ARTICLE VII: MEETINGS OF THE MEMBERSHIP

§ 7.01. Annual Meeting. An annual meeting of the Membership may be held at the Annual Conference.

§ 7.02. Special Meetings. Special meetings of the Membership may be held at such time and place as the President, or a majority of the Board, shall direct by written notice of at least fourteen (14) days to the Membership.

§ 7.03. Quorum. A majority of the Regular Members and Affiliate Member Representatives in good standing who are present in person shall constitute a quorum for the transaction of business at all meetings of the Membership.

§ 7.04. Voting. The affirmative vote of a majority of the votes of the Regular Members and Affiliate Member Representatives in good standing present at a meeting of the Membership, shall be necessary for the adoption of any matter voted upon by the Regular Members and Affiliate Member Representatives, unless a greater number is required by these Bylaws.

§ 7.05. Attendance of Members of the Board. It is the duty of each member of the Board to attend the annual and special meetings of the Membership.

 

ARTICLE VIII: AMENDMENTS

§ 8.01. Amendments to the Articles of Incorporation. Amendments to the Articles of Incorporation may be adopted at an annual or duly organized special Membership meeting upon receiving the affirmative vote of at least two-thirds (2/3) of the Regular Members and Affiliate Member Representatives in good standing present at such meeting. No amendment shall be considered unless the Board shall have adopted a resolution setting forth the proposed amendment and directing that it be submitted to a vote at an annual or a special meeting of the Membership and written notice of at least fourteen (14) days is given to each Member entitled to vote at such meeting setting forth the proposed amendment or a summary of the changes to be effected thereby.

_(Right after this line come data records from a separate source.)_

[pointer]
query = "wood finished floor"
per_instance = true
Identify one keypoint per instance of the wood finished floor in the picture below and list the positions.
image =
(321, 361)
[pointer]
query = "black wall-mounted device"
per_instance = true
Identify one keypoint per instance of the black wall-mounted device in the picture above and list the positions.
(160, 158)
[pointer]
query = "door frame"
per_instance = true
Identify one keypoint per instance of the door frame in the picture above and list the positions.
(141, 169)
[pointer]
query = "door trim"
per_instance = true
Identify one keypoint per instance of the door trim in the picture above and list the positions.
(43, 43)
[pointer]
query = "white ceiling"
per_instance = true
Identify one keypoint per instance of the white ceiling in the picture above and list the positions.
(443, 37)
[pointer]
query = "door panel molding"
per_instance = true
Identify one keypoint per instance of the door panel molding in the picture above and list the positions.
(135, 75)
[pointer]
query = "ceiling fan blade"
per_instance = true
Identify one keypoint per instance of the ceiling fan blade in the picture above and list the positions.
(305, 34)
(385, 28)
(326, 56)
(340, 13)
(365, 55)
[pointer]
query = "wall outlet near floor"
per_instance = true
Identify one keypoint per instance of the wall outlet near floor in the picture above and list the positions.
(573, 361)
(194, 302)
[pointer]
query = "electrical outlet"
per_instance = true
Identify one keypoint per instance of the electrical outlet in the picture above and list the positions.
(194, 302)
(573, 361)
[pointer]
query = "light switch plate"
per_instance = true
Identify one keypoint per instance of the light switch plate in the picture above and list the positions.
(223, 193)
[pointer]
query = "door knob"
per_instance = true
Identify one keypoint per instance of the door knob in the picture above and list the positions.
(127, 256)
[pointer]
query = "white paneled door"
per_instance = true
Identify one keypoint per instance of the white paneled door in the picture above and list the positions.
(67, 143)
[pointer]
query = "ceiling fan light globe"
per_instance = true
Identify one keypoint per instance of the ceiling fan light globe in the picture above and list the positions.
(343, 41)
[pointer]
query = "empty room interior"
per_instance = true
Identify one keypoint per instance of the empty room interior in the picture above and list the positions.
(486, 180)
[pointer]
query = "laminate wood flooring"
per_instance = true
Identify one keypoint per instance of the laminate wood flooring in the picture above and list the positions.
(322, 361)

§ 8.02. Amendments to the Bylaws by the Board. Amendments to these Bylaws may be adopted at any duly organized meeting of the Board by an affirmative vote of at least two-thirds (2/3) of the voting members of the Board in office. No amendment shall be considered by the Board unless a copy of the proposed amendment shall have been sent to each member of the Board at least fourteen (14) days prior to the scheduled meeting.

 

ARTICLE IX: MISCELLANEOUS

§ 9.01. Written Notice and Consent. All references to written notice and written consent shall include any notice and consent given by electronic transmission. The term “electronic transmission” means any process of communication that is suitable for the retention, retrieval and reproduction of information by the recipient and which does not directly involve the physical transfer of paper.

§ 9.02. Indemnification. The Association shall reimburse, indemnify and hold harmless the Members, the members of the Board, employees and agents of the Association from and against all fines, judgments, settlements, expenses and other amounts actually and reasonably incurred in connection therewith of such person which arise in whole or in part by reason of being or having been a director, officer or employee of the Association, if such person acted in good faith and in a manner he or she reasonably believed to be in the best interests of the Association. Such right of indemnification shall be in the manner, to the extent and subject to the requirements set forth in California Corporations Code (the “Code”) Section 7237 and the Code as it may from time to time be amended and shall inure to the benefit of the person’s legal successors and representatives.

§ 9.03. Audit. As required by law, the books of account and annual financial statements of the Association shall be audited by an independent certified public accountant selected by the Board.